Patient 3 presented at the age of 38 years with multiple generalized seizures and involuntary movements of 1-year duration. Evaluation 10 years earlier had disclosed diabetes mellitus, hepatosplenomegaly, a CK level of 2865 U/L, slightly elevated lactate dehydrogenase and liver enzymes, normal thyroid functions, and normal liver biopsy findings. Muscle biopsy results were interpreted as nonspecific myopathy, and lymphocyte carnitine palmitoyltransferase II and muscle respiratory chain enzyme function findings were normal. Because he was asymptomatic, idiopathic hyperCKemia was suspected. Three years later, after an episode of seizures, examination showed a persistent elevated CK level and hyporeflexia. Anticonvulsive treatment was initiated and maintained for the next 2 years, and he remained asymptomatic until the age of 37 years. Repeat muscle biopsy at the diagnosis of CHAC at the age of 38 years and reevaluation of the first biopsy samples demonstrated variation in the myofiber size, an increased number of internally displaced nuclei, and some angulated fibers. Results of enzyme histochemistry showed fiber type grouping, and no significant ultrastructural alterations were identified. These findings were consistent with chronic denervation and secondary myopathic changes. Results of a comprehensive cardiac evaluation were normal.
MOLECULAR ANALYSIS
Homozygosity analysis in patient 1 provided evidence for linkage with the 9q21 markers, and mutational screening identified a homozygous approximate 7-kilobase deletion spanning exon 23, EX23del. Patients 2 and 3 were homozygous for a 1–base pair deletion in exon 46, 6059delC, leading to a shift in the reading frame and predicted to result in a premature stop codon. All available parents and 3 of 4 available siblings were heterozygous for the corresponding mutations.
COMMENT
Diagnosis of CHAC in these patients was based on the typical clinical and laboratory findings and was confirmed by molecular analysis. The full clinical spectrum developed late and was preceded by unusual and markedly variable early manifestations.
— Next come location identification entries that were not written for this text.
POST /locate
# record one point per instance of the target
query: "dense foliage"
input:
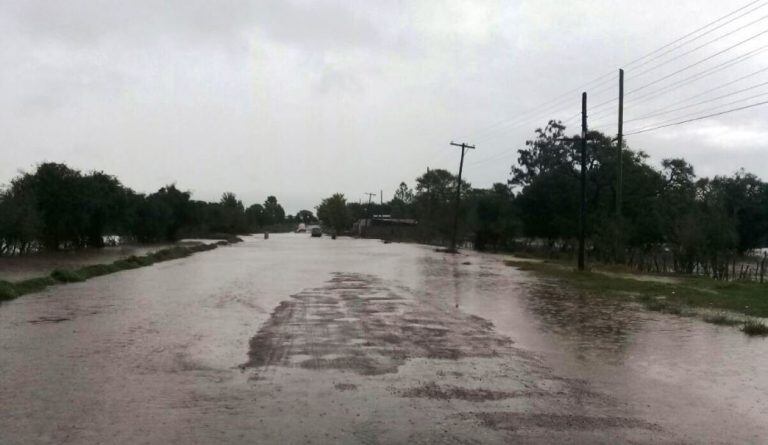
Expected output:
(668, 214)
(57, 207)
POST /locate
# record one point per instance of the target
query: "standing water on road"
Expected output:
(309, 340)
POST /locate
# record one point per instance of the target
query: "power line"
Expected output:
(659, 113)
(699, 62)
(552, 105)
(694, 32)
(541, 110)
(697, 76)
(702, 45)
(644, 130)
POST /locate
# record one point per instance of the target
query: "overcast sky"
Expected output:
(301, 99)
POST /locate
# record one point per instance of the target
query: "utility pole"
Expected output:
(619, 245)
(619, 141)
(370, 216)
(464, 147)
(582, 209)
(370, 195)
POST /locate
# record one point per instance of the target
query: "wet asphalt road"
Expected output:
(299, 340)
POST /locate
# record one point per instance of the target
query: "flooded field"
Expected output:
(302, 340)
(16, 268)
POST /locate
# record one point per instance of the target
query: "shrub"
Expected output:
(66, 276)
(7, 291)
(755, 327)
(33, 285)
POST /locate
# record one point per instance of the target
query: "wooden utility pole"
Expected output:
(619, 142)
(464, 147)
(583, 207)
(370, 195)
(619, 234)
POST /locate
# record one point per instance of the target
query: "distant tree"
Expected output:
(434, 202)
(333, 214)
(273, 212)
(255, 216)
(306, 217)
(404, 194)
(494, 220)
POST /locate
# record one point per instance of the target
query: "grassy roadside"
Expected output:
(726, 303)
(12, 290)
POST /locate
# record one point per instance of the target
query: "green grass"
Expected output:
(32, 285)
(67, 276)
(723, 319)
(749, 298)
(754, 327)
(9, 291)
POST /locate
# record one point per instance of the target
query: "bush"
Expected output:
(33, 285)
(97, 270)
(67, 276)
(755, 327)
(7, 291)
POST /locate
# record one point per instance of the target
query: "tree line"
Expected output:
(58, 207)
(671, 220)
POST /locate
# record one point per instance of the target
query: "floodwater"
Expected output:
(304, 340)
(40, 264)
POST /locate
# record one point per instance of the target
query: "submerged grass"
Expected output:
(755, 328)
(9, 290)
(681, 296)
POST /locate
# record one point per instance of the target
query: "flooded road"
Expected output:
(301, 340)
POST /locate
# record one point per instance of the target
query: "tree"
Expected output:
(494, 220)
(305, 217)
(332, 212)
(434, 204)
(404, 194)
(255, 216)
(273, 212)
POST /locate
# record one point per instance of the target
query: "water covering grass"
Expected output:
(722, 303)
(11, 290)
(755, 327)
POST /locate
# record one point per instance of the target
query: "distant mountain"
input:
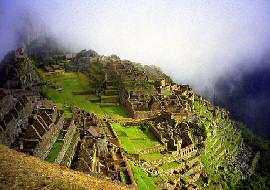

In patient 1, initial compulsive hair pulling preceded all other manifestations by 2 decades. Trichotillomania is an impulse control disorder, which has not been previously observed in CHAC, to our knowledge. Although it can occur in isolation, the known association with obsessive-compulsive symptoms, tics, and morphometric abnormalities in the lentiform nucleus provides the relevant link to her primary disease.12 This patient also experienced postpartum deterioration, with the development of additional CHAC symptoms, which may suggest a modifying hormonal effect on the expression of the disease.
Patient 2 developed hypertrophic cardiomyopathy, which may have contributed to his death. In contrast to McLeod syndrome, heart involvement is not considered characteristic of CHAC.1 This may be surprising in view of the high degree of chorein expression in the heart,9 but only instances of mitral valve prolapse,13 bradycardia,14 myocardial infarction,2 and a biventricular disease in the proband’s niece15 have been described thus far. The normal cardiac evaluation results in patient 3, carrying the same genetic alteration, may imply a causally unrelated and genetically separate disorder. In fact, many of the early-onset hypertrophic cardiomyopathies prove to be hereditary and have a defined genetic basis. Therefore, the cause of the heart disease in this patient remains at present unknown.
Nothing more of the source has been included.